In later years, the foreign influence would be represented by products of diverse nationality. Alongside stalls vending standard Indian market produce, tubs filled with soaps of Chinese and Thai make sell for Rs10 onwards. Bottles of French shampoo jostle for space with tubes of Swiss face scrub, and shelves groan under the burden of Taiwanese Black Bean Sauce and Italian Extra Virgin Olive Oil.
A few days ago, I walked the slippery, narrow lanes leading into Crawford Market with my mother-in-law, soaking in the heady aromas of rotting flesh from the meat market and decaying dung from the caged animals – pet dogs, cats, rabbits, hamsters, goldfish and more – that lined the route. For me, Crawford Market had been a familiar haunt long before it was named Mahatma Phule Market; for her, it was the first time, and the most special treat I could think up for her brief visit to Mumbai.

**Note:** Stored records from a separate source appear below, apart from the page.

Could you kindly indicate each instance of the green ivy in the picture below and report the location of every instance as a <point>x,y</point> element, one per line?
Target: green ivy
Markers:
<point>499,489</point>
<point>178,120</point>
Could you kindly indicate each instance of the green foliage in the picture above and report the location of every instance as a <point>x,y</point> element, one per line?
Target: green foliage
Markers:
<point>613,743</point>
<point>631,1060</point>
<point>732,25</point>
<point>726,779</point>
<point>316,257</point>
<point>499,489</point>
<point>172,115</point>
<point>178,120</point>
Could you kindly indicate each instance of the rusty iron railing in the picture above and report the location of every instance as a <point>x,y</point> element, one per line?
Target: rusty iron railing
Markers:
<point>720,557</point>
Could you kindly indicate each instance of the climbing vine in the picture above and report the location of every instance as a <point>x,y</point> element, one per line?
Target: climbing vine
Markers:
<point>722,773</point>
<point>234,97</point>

As children, gawking the bustling metro on our annual visits, a high point would be the visit to the nearby Badshah Cold Drink house, where we would guzzle mango juice, marvelling its availability in December, and scrape every last bit of kulfi off the plate. Those were the days before ice-cream came to the hill resort near which we lived – and the parking lot outside Crawford Market could still manage a space or so for shoppers.

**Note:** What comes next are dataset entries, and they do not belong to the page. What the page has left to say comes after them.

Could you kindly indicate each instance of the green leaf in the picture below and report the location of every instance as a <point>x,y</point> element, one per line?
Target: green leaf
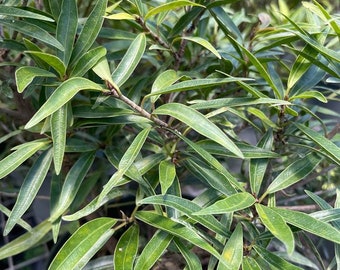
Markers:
<point>58,123</point>
<point>275,261</point>
<point>211,161</point>
<point>126,249</point>
<point>277,226</point>
<point>188,208</point>
<point>89,31</point>
<point>310,94</point>
<point>22,13</point>
<point>177,229</point>
<point>309,224</point>
<point>25,241</point>
<point>203,42</point>
<point>332,150</point>
<point>67,28</point>
<point>87,61</point>
<point>33,31</point>
<point>258,167</point>
<point>51,60</point>
<point>25,75</point>
<point>192,260</point>
<point>29,189</point>
<point>294,172</point>
<point>22,153</point>
<point>163,80</point>
<point>232,203</point>
<point>126,161</point>
<point>72,183</point>
<point>200,123</point>
<point>65,92</point>
<point>167,173</point>
<point>130,60</point>
<point>169,6</point>
<point>194,85</point>
<point>233,251</point>
<point>153,250</point>
<point>20,221</point>
<point>83,244</point>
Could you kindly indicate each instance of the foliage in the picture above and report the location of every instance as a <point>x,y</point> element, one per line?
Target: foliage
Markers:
<point>205,117</point>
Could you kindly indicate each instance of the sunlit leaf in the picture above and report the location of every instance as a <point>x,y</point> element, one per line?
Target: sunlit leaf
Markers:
<point>200,123</point>
<point>65,92</point>
<point>83,244</point>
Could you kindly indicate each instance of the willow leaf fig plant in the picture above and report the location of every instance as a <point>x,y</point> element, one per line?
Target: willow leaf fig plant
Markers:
<point>197,134</point>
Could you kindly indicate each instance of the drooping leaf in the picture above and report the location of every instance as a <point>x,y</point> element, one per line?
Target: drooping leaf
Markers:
<point>87,61</point>
<point>126,249</point>
<point>233,251</point>
<point>67,28</point>
<point>22,153</point>
<point>309,224</point>
<point>89,31</point>
<point>58,123</point>
<point>25,75</point>
<point>188,208</point>
<point>232,203</point>
<point>200,123</point>
<point>204,43</point>
<point>65,92</point>
<point>153,250</point>
<point>25,241</point>
<point>277,226</point>
<point>294,172</point>
<point>167,173</point>
<point>169,6</point>
<point>177,229</point>
<point>33,31</point>
<point>332,150</point>
<point>83,244</point>
<point>72,183</point>
<point>22,13</point>
<point>130,60</point>
<point>274,260</point>
<point>29,189</point>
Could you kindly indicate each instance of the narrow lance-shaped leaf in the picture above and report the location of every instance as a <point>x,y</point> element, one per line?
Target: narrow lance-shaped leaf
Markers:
<point>130,60</point>
<point>25,75</point>
<point>257,167</point>
<point>200,123</point>
<point>72,183</point>
<point>90,30</point>
<point>83,244</point>
<point>25,241</point>
<point>22,13</point>
<point>153,250</point>
<point>67,28</point>
<point>126,249</point>
<point>170,6</point>
<point>65,92</point>
<point>233,251</point>
<point>232,203</point>
<point>309,224</point>
<point>332,150</point>
<point>277,226</point>
<point>177,229</point>
<point>204,43</point>
<point>125,162</point>
<point>29,189</point>
<point>58,122</point>
<point>294,172</point>
<point>22,153</point>
<point>167,173</point>
<point>33,31</point>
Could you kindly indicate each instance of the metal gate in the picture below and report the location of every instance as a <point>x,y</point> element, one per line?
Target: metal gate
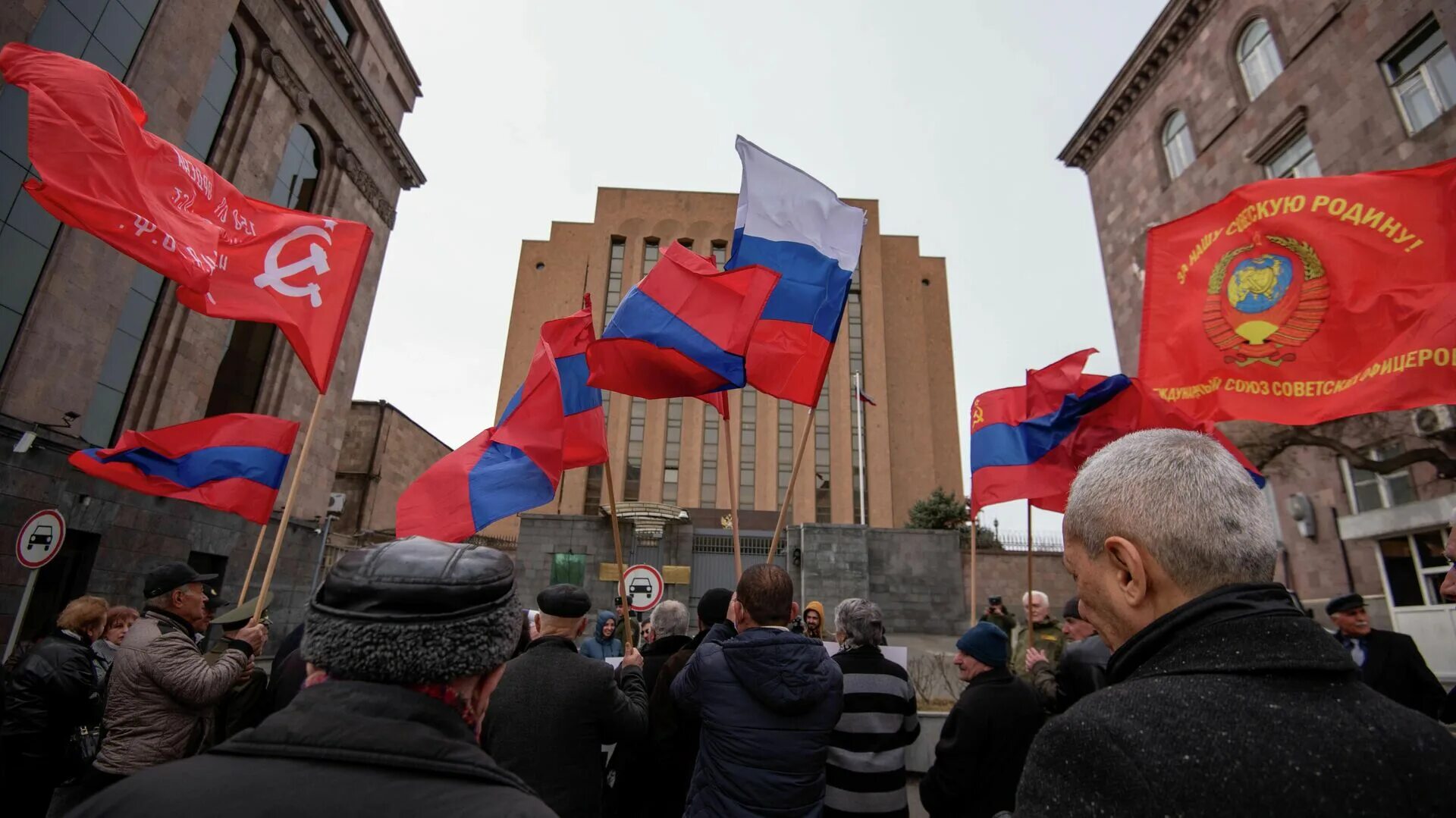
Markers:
<point>712,559</point>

In later years, when I lived and worked nearby, Crawford Market was where I went to buy inexpensive return gifts and decorations for kiddy birthday parties; faux-silk Diwali saris for the bai; and fruit of the utmost variety and quality. Nowadays, I still undertake the four-hour drive from Pune every few months to stock up on essentials, and revel in the distinctive population of the place: the canny vendors; the throng of memsaabs in their tight t-shirts and clip-clopping stiletto heels, haughtily pointing to that, that and that, at first one shop and then another, followed at a respectful distance by a coolie balancing a wide, shallow strip-bamboo basket on the head; and, of course, the coolies who come in a wide permutation of size, nutritional intake, regional mix, and gender.
Where else but at Crawford Market could I buy the half-kilo of active dry yeast and the litre of vanilla essence which ensure that home-made bread and cake are economically viable? And where else could I buy several months supply of paper napkins, toilet paper, aluminium foil, garbage bags and more at one shot without destabilizing my budget?

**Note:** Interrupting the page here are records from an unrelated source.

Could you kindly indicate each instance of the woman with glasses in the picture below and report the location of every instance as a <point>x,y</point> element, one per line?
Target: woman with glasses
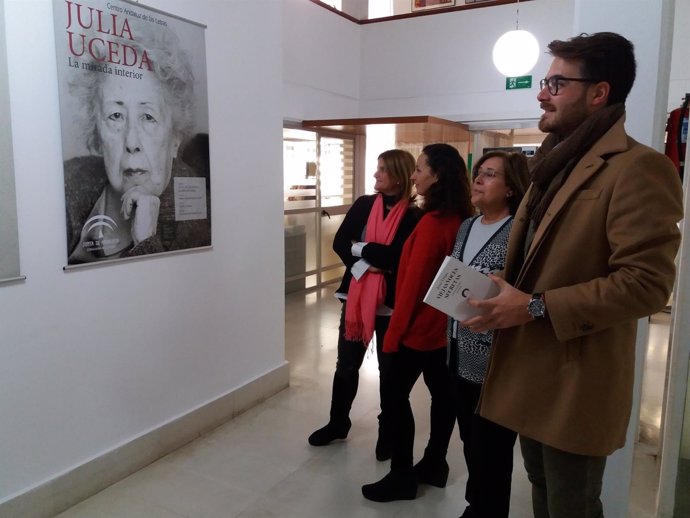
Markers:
<point>499,183</point>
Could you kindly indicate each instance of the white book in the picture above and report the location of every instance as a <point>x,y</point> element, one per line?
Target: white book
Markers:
<point>454,283</point>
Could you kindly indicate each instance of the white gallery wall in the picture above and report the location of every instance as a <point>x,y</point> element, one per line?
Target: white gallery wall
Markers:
<point>94,358</point>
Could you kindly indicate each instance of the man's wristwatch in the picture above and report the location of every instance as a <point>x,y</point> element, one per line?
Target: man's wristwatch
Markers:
<point>536,307</point>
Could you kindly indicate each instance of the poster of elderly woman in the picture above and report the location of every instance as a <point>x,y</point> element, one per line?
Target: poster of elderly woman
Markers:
<point>134,116</point>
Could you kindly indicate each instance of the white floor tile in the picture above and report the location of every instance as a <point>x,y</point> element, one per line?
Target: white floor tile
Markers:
<point>260,465</point>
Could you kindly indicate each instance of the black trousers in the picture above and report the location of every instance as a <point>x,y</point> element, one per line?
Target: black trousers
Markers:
<point>346,378</point>
<point>407,365</point>
<point>488,449</point>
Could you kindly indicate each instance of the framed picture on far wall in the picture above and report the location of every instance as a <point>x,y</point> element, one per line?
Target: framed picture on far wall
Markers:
<point>424,5</point>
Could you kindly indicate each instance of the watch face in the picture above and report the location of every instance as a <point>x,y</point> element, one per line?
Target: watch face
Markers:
<point>536,308</point>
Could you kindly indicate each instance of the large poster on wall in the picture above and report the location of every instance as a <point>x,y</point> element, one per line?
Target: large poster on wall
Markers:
<point>134,116</point>
<point>9,239</point>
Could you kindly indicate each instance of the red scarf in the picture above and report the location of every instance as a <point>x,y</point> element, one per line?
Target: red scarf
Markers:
<point>367,294</point>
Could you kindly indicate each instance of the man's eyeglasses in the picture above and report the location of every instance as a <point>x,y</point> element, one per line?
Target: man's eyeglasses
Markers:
<point>488,174</point>
<point>553,83</point>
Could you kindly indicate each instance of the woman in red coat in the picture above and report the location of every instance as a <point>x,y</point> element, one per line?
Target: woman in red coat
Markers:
<point>416,336</point>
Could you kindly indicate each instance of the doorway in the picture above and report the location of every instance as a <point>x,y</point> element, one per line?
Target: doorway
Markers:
<point>318,189</point>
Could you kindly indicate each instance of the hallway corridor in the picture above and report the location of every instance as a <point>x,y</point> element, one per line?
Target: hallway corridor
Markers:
<point>259,465</point>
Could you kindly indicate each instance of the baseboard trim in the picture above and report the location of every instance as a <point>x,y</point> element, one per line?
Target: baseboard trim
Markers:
<point>70,488</point>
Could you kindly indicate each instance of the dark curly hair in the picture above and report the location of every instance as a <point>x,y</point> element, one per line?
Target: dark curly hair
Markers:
<point>451,193</point>
<point>603,56</point>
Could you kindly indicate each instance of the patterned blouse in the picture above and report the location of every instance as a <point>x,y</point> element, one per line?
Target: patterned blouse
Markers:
<point>469,352</point>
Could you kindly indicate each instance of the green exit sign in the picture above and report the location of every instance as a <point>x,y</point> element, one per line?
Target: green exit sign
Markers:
<point>516,83</point>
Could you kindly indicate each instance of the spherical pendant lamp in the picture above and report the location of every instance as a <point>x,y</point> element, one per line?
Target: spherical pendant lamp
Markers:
<point>516,52</point>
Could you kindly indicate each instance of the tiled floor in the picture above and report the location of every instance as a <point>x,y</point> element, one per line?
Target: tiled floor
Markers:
<point>260,465</point>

Proudly showing my mum-in-law around my favourite shopping complex, it irritated me that she was initially unimpressed, but gratified as she struck good bargains on aam papad, jelly, and pasta.
The pasta at Crawford Market comes in every shape and size of traditional pasta, some in brilliant, unorthodox colours. It’s sold in sackfuls, like any other grocery product, labelled ‘Italian pasta’, and one of the stall keepers offered us a packet of ‘pasta masala’ to go with it. Intrigued, I asked what it contained but the boy was vague. Masala, he repeated: “salt, garam masala … it’s masala for Italian Pasta.” I politely declined.
Sated, fully-laden coolie in tow, we headed for the exit and my mother-in-law, with the practice born of long years of pure-vegetarianism in this barbaric non-veg world, gently steered us out by a less aromatic route.